Pasaron varios meses.

            Libre del obstáculo de los celos hacia Eva, mi relación con Sara mejoró día a día, llegando los dos a unos extremos de felicidad usualmente reservados a las estrellas de cine o a los Hare Krishna. Desgraciadamente, llegó un día en que Sara me puso de nuevo entre la espada y la pared. Estábamos en un pequeño restaurante japonés, esperando a que nos trajeran los cafés y otra botella de sake. La pregunta me sorprendió mientras mordisqueaba un panecillo: “¿Quieres casarte conmigo?”. Oh, vaya, y yo qué sé -recuerdo haber pensado entonces- sí que me gustaría casarme contigo y comprarnos una casa y quizás tener un crío o dos o varios y tener una felicidad de catálogo de Pryca, pero no estoy seguro, no sé si quiero renunciar todavía a la sensación de que no hay nada definitivo aún, de que si nuestro amor se amarga todavía podemos separarnos sin responsabilidades ni cargos ni divorcios ni equipajes. Tuve la desagradable sensación de que el peso de mi decisión se materializaba, denso y gris, cargándome el pecho como un pulmón canceroso. Tenía que deshacerme de ese peso como fuera, tenía que vomitarlo antes de que me ahogase, así que abrí la boca y dije “/No”. “Allá vamos otra vez”, pensé al ver como un doble mío se materializaba a mi derecha, solícito como un camarero japonés. Esta vez Sara no gritó, sino que compitió en apertura desmesurada de boca con el resto de clientes del restaurante. “¡Vete de aquí, corre!”, le susurré a mi doble, pensando frenéticamente en algún modo de salir de ésta. Tendría que haberme callado. Al oírme, en la cara de mi copia apareció una expresión de indecisión y duda que me resultaba increíblemente familiar, seguramente por haberla visto mil veces en el espejo. Abrí la boca para decir algo, pero ya era demasiado tarde. “Vale, me voy corriendo/Mejor me quedo y hablemos”, dijeron mi doble y mi nuevo sub-doble, triple tendría que llamarle. Genial. Mi primera copia añadió el gesto a la palabra y se abrió paso corriendo entre los camareros, sorprendiendo de tal forma a uno que arrojó un plato entero de sashimi sobre un cliente. “¡Lo siento, tengo prisa!/¡Lo siento, ahora le ayudo a limpiarlo!”, otra división ante la que, por fin, algunos clientes reaccionaron gritando. “Oh, mierda”, musité, mientras agarraba a una alucinada Sara por el brazo y la arrastraba corriendo hacia la puerta de salida.
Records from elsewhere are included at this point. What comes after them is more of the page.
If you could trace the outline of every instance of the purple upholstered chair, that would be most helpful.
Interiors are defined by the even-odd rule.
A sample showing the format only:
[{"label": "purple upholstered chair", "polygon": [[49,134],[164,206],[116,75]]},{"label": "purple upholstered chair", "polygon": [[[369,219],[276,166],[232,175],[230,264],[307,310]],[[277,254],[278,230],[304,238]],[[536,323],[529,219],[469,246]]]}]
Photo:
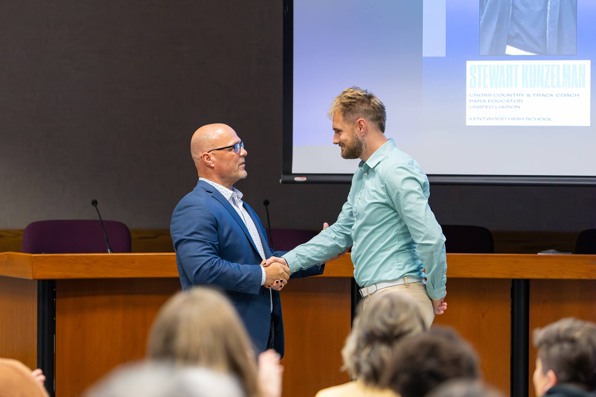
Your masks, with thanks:
[{"label": "purple upholstered chair", "polygon": [[[267,238],[269,246],[271,239],[269,235],[269,229],[266,229]],[[273,246],[277,251],[286,251],[293,249],[297,245],[303,244],[315,236],[319,234],[316,230],[299,230],[293,229],[272,229]]]},{"label": "purple upholstered chair", "polygon": [[[131,232],[126,225],[104,221],[114,252],[131,252]],[[57,220],[29,224],[23,233],[23,252],[27,254],[95,254],[107,252],[99,220]]]}]

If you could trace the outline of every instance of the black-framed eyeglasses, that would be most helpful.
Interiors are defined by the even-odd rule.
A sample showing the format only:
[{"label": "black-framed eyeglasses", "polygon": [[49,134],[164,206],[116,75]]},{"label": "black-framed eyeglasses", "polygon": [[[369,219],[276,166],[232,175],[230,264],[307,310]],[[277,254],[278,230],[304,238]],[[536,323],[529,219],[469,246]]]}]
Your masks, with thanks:
[{"label": "black-framed eyeglasses", "polygon": [[240,143],[234,143],[234,145],[231,145],[230,146],[226,146],[225,148],[218,148],[217,149],[212,149],[212,150],[210,150],[209,152],[207,152],[207,153],[210,153],[211,152],[213,152],[214,150],[223,150],[224,149],[229,149],[230,148],[234,148],[234,152],[235,152],[236,153],[240,153],[240,148],[244,148],[244,142],[241,142]]}]

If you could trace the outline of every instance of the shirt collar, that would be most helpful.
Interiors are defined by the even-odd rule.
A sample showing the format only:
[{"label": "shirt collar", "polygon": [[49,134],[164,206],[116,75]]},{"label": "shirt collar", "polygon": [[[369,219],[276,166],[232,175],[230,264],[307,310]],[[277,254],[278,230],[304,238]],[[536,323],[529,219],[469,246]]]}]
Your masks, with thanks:
[{"label": "shirt collar", "polygon": [[239,199],[239,200],[241,200],[242,199],[242,196],[243,195],[242,194],[242,192],[241,192],[240,190],[238,190],[237,189],[236,189],[234,186],[232,186],[232,190],[230,190],[230,189],[228,189],[227,187],[226,187],[225,186],[222,186],[222,185],[219,185],[219,183],[216,183],[213,181],[209,180],[209,179],[207,179],[206,178],[202,178],[201,177],[201,178],[199,178],[198,180],[203,180],[203,181],[207,182],[207,183],[209,183],[209,185],[210,185],[211,186],[212,186],[215,189],[218,189],[218,190],[219,190],[219,193],[222,193],[224,195],[224,197],[225,198],[225,199],[228,200],[228,201],[229,201],[229,199],[231,198],[232,198],[232,196],[234,196],[234,193],[235,193],[235,196],[236,196],[236,198],[238,198],[238,199]]},{"label": "shirt collar", "polygon": [[391,151],[395,149],[397,146],[395,146],[395,142],[393,141],[393,138],[389,138],[386,142],[383,144],[383,145],[375,151],[375,152],[372,154],[368,160],[366,161],[361,161],[360,164],[358,164],[358,167],[362,169],[364,167],[365,164],[368,166],[368,168],[374,168],[375,165],[378,164],[379,161],[383,160],[383,158],[387,155],[387,154]]}]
            Me costó horas explicárselo, supongo que porque ni yo mismo lo entendía.

            No le hizo demasiada gracia pensar que al mismo tiempo que estaba con ella, una versión mía, esencialmente otro yo, estaba retozando con su odiada Eva. “Pero me he quedado con el original, ¿no?”, preguntó medio en broma. “Er... Sí, sí, claro”, respondí, mientras sospechaba que tan original era yo como mis dobles.

            ¿Cómo debo haber desarrollado esta habilidad? Ya desde pequeño me costaba tomar decisiones, desde las triviales hasta las más importantes. Recuerdo que hacía siempre trampas en los libros de “Elige tu propia aventura”, ya saben, esos en que en cada página debes elegir una opción que te remite a una u otra página. Recuerdo que siempre delegaba en otros mis decisiones de la vida cotidiana: ropa, comida, sitios a los que ir a jugar. Recuerdo que mis comics favoritos eran los “What if?”, no sé si habrán oído hablar de ellos: son historias fuera de la continuidad habitual en las que se explican cosas como “¿Qué hubiera pasado si Superman no hubiera podido salvar a Lois Lane?” o “¿Y si a Spiderman lo hubiera mordido una hormiga radioactiva en lugar de una araña?”. Recuerdo que mis libros favoritos eran los de ciencia ficción en que se hablaba de universos paralelos y líneas temporales alternativas. Recuerdo que de adolescente me asaltaba unba pesadilla recurrente, que empezó el día en que decidí romper con Eva tras una discusión absurda. Soñaba que aparecía en medio de un cementerio, tan gigantesco que no se veían nada más que lápidas, nichos, criptas y tumbas hasta donde llegaba la vista. Lentamente, y mientras yo temblaba paralizado de terror, la tumba más cercana se abría y de ella salía a trompicones un joven barbudo a quien no reconocía, que se me acercaba y me susurraba al oído, con voz fría y pegajosa: “Hola, papá... Sí... Tú hubieras sido mi papá si hubieras seguido con Eva, pero por culpa de tu torpeza y de tus estúpidas decisiones ahora ya no existiré nunca... Me has matado, papá, me has asesinado a traición... ¿Sabes quiénes se pudren en todas estas tumbas? Toda la gente que por culpa de tus elecciones no llegará a existir jamás, todos los que envías cada día al limbo...”. Mientras mi “hijo” hablaba todas las tumbas se abrían poco a poco y... Me despertaba aterrorizado y babeando la almohada. 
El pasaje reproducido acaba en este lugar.